No decorrer da trama, Evelyn precisa reunir documentos para realizar uma auditoria, evitando que sua lavanderia seja fechada. Ao chegar lá, uma ruptura no tecido interdimensional ocorre e a protagonista se vê frente às loucuras que um multiverso pode trazer. Neste novo universo de possibilidades, Evelyn não somente tem que se tornar uma heroína e salvar o mundo de uma seita que quer acabar com as camadas do multiverso, como também lidar com suas próprias crises internas e familiares.
O filme, que estreou há pouco mais de quatro meses, tem sido aclamado pelas críticas, obtendo uma porcentagem de 89% de aprovação pelo público nos Rotten Tomatoes e uma classificação de 8,2/10 no IMDb. A obra já vem sendo cotada como uma das melhores do ano – se não a melhor – mas também tem causado algumas divergências nas opiniões do público. Apresentemos então, três coisas que achamos extraordinárias sobre Tudo em Todo Lugar ao Mesmo Tempo.
Primeiramente, a obra foi lançada quase paralelamente à Doutor Estranho no Multiverso da Loucura, filme de cerne similar, mas resultante de um estúdio muito maior. Diferente de Multiverso da Loucura, Tudo em Todo Lugar ao Mesmo Tempo não teve o amparo de mais de uma década de construção cinematográfica de um universo já definido e de personagens já conhecidos pelo público. Por isso, pode ter sido um pouco renegado pelos fãs mais assíduos da Marvel no início.
Assim, as críticas que Multiverso da Loucura já vinha recebendo sobre seus efeitos visuais e roteiro mediano ficaram ainda mais acaloradas ao serem postas em paralelo a Tudo em Todo Lugar ao Mesmo Tempo. Poderíamos ousar dizer, então, que a obra teria transformado a premissa de uma das histórias mais esperadas do ano em um filme muito mais integral e sem espaço para erros. Ousadia essa que talvez não fosse possível em outro universo.
Em segundo lugar, a própria premissa do filme é preciosa.

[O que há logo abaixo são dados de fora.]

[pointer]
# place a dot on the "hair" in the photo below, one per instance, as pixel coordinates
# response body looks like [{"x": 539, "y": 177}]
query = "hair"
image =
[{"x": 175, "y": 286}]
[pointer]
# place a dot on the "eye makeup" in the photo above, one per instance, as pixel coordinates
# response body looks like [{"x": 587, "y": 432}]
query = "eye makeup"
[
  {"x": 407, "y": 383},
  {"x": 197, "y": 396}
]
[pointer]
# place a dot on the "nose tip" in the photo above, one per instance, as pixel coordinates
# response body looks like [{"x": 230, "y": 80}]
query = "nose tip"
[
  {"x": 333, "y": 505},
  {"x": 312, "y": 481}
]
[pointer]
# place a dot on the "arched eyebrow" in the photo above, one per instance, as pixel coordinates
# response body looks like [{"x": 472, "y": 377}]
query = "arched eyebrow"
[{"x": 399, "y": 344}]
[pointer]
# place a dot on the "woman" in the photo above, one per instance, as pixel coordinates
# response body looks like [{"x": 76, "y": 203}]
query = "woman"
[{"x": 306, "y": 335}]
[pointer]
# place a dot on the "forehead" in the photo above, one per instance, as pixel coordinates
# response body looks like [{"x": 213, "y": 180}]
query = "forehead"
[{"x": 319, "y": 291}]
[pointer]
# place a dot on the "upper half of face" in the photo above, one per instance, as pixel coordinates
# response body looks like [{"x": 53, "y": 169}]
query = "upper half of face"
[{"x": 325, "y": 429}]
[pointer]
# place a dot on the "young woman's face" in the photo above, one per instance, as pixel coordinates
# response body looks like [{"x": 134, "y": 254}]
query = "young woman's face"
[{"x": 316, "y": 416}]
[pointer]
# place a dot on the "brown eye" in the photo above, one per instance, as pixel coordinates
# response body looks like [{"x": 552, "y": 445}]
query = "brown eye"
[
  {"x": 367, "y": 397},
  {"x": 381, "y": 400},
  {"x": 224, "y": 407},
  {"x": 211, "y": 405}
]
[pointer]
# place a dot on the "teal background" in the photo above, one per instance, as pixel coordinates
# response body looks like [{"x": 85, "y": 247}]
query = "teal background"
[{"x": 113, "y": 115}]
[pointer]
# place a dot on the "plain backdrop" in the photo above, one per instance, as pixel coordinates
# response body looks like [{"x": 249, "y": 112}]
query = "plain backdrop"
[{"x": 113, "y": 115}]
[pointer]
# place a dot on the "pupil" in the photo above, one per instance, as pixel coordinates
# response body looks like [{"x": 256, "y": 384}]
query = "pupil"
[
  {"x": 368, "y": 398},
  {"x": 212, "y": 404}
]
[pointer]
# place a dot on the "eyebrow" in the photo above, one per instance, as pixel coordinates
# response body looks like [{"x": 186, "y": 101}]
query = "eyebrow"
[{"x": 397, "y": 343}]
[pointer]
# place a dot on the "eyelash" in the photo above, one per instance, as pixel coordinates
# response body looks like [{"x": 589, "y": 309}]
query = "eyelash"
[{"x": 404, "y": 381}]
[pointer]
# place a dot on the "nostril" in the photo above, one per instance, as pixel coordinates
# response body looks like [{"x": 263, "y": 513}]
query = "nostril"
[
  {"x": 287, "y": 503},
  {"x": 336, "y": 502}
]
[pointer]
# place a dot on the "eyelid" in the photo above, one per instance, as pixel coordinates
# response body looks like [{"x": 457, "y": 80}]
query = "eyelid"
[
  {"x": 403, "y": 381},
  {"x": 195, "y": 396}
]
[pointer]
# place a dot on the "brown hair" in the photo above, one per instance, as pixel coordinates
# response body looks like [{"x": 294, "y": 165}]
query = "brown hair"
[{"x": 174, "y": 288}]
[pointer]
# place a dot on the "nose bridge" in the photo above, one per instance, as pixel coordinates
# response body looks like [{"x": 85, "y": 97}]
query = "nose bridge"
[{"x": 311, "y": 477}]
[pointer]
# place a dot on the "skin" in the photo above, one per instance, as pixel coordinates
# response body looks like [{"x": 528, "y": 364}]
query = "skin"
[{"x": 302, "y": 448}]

Já estamos vendo há algum tempo o mercado cinematográfico trazer pautas de reconciliação familiar para seus líderes de bilheteria. As próprias animações da amada Disney têm trabalhado em peso com esta pauta, como em Luca (2021), RED (2022) ou Encanto (2021). E Tudo em Todo Lugar ao Mesmo Tempo, trabalha muito bem a temática, na qual a premissa do drama familiar – aliado aos tenazes pontos de ficção científica – traça linhas entre a sensibilidade, o humor, o drama e as referências a outras obras que consagram uma experiência brilhante.
O filme nos propõe, de forma inventiva, a refletir no “E se?”. A pergunta que coloca em questionamento a existência humana, que abre um leque de muitos universos para serem explorados caso os “e se” fossem concretizados. Todas as escolhas que são feitas em nossas vidas são importantes e vão acarretar mudanças? Se sim, ou se não, o que será de nós e quem nos tornaremos quando e se essas escolhas forem feitas? Viveremos então, em dúvida? Cabe o questionamento.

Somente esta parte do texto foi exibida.